Wakil Sekretaris Dewan Pimpinan Pusat (DPP) PPITTNI Dempo Xler SIP MAP mengatakan, pengajian Ilmu Tasawwuf Thoriqoh Naqsyabandiyah Indonesia telah berkembang menjadi ilmu keislaman. |
BENGKULU, REALITAPOST.COM — Perkembangan ilmu Tasawwuf
Thoriqoh Naqsyabandiyah dimulai dari era Nabi besar Muhammad SAW sampai pada
silsilah ke 38 yaitu Syekh Buya Muhammad Rasyidsyah Fandi. Dibawah asuhan
langsung Al-Mukarom Syekh Buya Rasydsyah Fandi telah bentuk dalam tata kelolah
keorganisasian yang mengikuti perkembangan zaman. Tentunya dengan tidak
meniadakan nilai-nilai dasar ajaran dan metodologi yang relevan dengan
perkembangan masyarakat saat ini.
Untuk menata hal tersebut Thoriqoh Naqsyabandiyah
telah berbadan hukum sebagai sebuah perkumpulan. Hal itu dibuktikan dengan
disahkan dan terdaftar sebagai organisasi yang teregistrasi di Kementerian
Hukum dan HAM Republik Indonesia, dengan nama Perkumpulan Pengajian Ilmu
Tasawwuf Thoriqoh Naqsyabandiyah Indonesia (PPITTNI).
Wakil Sekretaris Dewan Pimpinan Pusat (DPP)
PPITTNI Dempo Xler SIP MAP mengatakan, pengajian Ilmu Tasawwuf Thoriqoh
Naqsyabandiyah Indonesia telah berkembang menjadi ilmu keislaman. Tentunya
sebagai jalan bagi seorang hamba yang menitik beratkan pada proses penyucian
jiwa dan pendekatan diri kepada Allah SWT dengan sedekat-dekatnya.

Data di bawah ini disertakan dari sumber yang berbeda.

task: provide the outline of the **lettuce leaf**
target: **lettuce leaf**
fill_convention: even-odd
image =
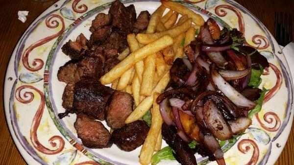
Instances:
[[[262,107],[262,102],[263,102],[263,99],[265,98],[265,95],[266,95],[266,93],[267,92],[269,91],[269,90],[267,90],[264,88],[263,88],[262,90],[261,91],[261,93],[260,93],[260,96],[258,99],[255,100],[255,102],[257,103],[257,105],[255,106],[254,109],[252,110],[250,110],[248,114],[248,117],[250,118],[252,118],[253,117],[253,115],[256,113],[259,113],[261,110],[261,108]]]
[[[165,160],[175,160],[172,153],[174,153],[174,151],[168,146],[161,149],[152,156],[151,164],[155,165],[160,161]]]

“Untuk itu para murid thoriqoh dalam
bimbingan para silsilah melalui guru/mursyid diwajib mengamalkan dan menjalani
kehidupan tasawwuf. Tidak hanya menjalankan
ibadah secara formal sesuai dengan ketentuan syariah, tetapi juga berusaha
mengungkap rahasia-kerahasia syariah yang dapat membantu lebih dekat lagi
kepada Allah SWT,” ungkap Dempo dalam konfrensi pers, Rabu (22/3).
Dempo mengatakan, Thoriqoh Naqsyabandiyah
Indonesia memberikan perhatian yang sangat besar pada amalan dan ibadah formal
secara kualitatif dan kuantatif. Berbagai metode latihan yang diatur sedemikian
rupa agar kesucian jiwa dan kedekatan diri seorang hamba kepada Allah SWT dapat
dirasakan oleh jiwa para pengamalnya. Proses pensucian jiwa tersebutlah dinamakan dengan suluk.
“Tujuannya, agar seorang hamba dapat
mendekatkan dirinya kepada Allah SWT. Karena sejatinya Allah SWT Maha Suci. Kedekatan
ini kemudian berimplikasi dengan keteguhan jiwa. Agar seorang tidak ingin lagi
melakukan perbuatan dosa,” tuturnya.
Ditambahkan Ketua Departemen Informasi dan Komunikasi
DPP PPITTNI, Markisman SPi mengatakan, bersuluk atau berkhalwat mempunyai dasar
hukum naqli bersal dari Al Quran maupun Al Hadist. Nabi-Nabi sebelum Rasul
Muhammad SAW seperti Nabi Musa a.s telah melaksanakan khalwat di bukit Tursina.
Nabi Muhammad SAW sendiri melaksanakannya di Gua Hira’. Sabda Rasulullah SAW:
“Nabi Muhammad diberi kesenangan
menjalankan khalwat di Gua Hira’, dengan tujuan beribadat kepada Allah SWT pada
beberapa malam yang tidak sebentar (H.R. Bukhari)”.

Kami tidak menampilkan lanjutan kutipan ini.